High dose Ketoconazole therapy may interfere with conversion of lanosterol to cholesterol, a major precursor of several hormones. It has been shown to suppress corticosteroid secretion and lower serum testosterone concentrations, which return to baseline values when Ketoconazole is discontinued.
Pharmacokinetics: Bioavailability (%): 75 (with food); VolD: 0.36 L/kg.
Serum concentrations (CSF): <10%.
Protein binding: 99%.
Metabolism: Hepatic.
Half-life (hr): Normal renal function- 8.
Time to peak serum concentration (hr): 1-4.
Peak serum concentration after dose: 3.5 mcg/mL; dose-200 mg (with food).
Renal excretion (% unchanged): 2-4.
Biliary excretion: Yes; primary route of elimination.
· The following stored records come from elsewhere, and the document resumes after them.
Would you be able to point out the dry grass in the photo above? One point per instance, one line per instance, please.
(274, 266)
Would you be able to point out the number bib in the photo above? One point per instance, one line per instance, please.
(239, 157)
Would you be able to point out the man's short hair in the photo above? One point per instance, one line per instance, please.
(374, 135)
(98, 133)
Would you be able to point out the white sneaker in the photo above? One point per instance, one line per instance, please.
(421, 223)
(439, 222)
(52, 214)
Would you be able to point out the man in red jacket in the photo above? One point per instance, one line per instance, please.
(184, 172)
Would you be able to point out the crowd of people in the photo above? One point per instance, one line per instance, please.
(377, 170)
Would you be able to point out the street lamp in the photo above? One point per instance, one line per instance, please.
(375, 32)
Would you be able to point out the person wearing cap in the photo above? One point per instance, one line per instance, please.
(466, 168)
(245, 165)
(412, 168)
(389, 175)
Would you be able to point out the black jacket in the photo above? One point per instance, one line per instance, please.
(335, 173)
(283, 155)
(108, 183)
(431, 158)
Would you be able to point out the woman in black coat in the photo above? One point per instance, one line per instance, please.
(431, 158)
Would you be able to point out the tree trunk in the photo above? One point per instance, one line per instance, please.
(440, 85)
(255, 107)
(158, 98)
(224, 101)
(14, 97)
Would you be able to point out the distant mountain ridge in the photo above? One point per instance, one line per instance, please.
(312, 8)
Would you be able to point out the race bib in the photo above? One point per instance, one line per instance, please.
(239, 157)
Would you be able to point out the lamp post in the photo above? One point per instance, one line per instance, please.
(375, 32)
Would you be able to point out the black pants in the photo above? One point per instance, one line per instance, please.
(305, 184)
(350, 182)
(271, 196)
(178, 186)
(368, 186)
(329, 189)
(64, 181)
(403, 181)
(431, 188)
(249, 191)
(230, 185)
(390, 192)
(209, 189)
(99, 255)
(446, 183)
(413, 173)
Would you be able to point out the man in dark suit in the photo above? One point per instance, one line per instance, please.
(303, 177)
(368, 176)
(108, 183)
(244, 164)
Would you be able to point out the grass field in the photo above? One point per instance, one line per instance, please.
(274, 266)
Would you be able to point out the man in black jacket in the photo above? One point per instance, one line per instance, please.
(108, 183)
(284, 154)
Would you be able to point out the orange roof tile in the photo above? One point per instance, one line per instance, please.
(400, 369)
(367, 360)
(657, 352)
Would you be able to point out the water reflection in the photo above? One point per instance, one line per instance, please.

Well distributed; distributed to inflamed joint fluid, saliva, bile, urine, breast milk, sebum, cerumen, feces, tendons, skin and soft tissue, and testes (small amounts); crosses the placenta; crosses the blood-brain barrier poorly; only negligible amounts reach the CSF. Although concentrations of 2.2 to 3 mcg per mL have been reported in the CSF with corresponding serum concentrations of 9 to 12 mcg per mL, most studies indicate that CSF concentrations >1 mcg per mL are rare, regardless of dose.